I need to cluster groups of points with the same linear relationship, as per the code and figure below.
import numpy as np
import matplotlib.pyplot as plt
x = np.linspace(0, 30, 100)
y1 = 3*x -50 + 20*np.random.random(size=len(x))
y2 = 3*x -20 + 20*np.random.random(size=len(x))
y3 = 3*x +10 + 20*np.random.random(size=len(x))
plt.plot(x, y1, 'o')
plt.plot(x, y2, 'o')
plt.plot(x, y3, 'o')
plt.xlim([-50,125])
plt.ylim([-50,125])
Obviously, I wouldn't have the points that way; I would just have the following x and y.
x_final = np.concatenate((x,x,x))
y_final = np.concatenate((y1,y2,y3))
plt.plot(x_final, y_final, 'o')
plt.xlim([-50,125])
plt.ylim([-50,125])
Note the following: the points respect linear relationships with high slope, they present a slight separation from each other, and they all have the same slope, just with different intercepts.

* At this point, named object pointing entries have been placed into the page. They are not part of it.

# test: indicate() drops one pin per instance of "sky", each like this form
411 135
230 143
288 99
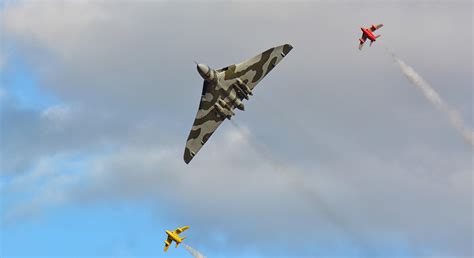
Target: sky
336 154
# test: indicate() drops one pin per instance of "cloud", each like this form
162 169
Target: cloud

How would you suggest I cluster these points? I thought about using PCA and clustering the main components with k-means, but I don't know if there would be a more efficient way. In my real case I have more than three clusters and they have different distances from each other, even though they all have the same slope.
Take a look at all clustering algorithms scikit-learn offers :
Spectral clustering and Gaussian mixture should work for your use case.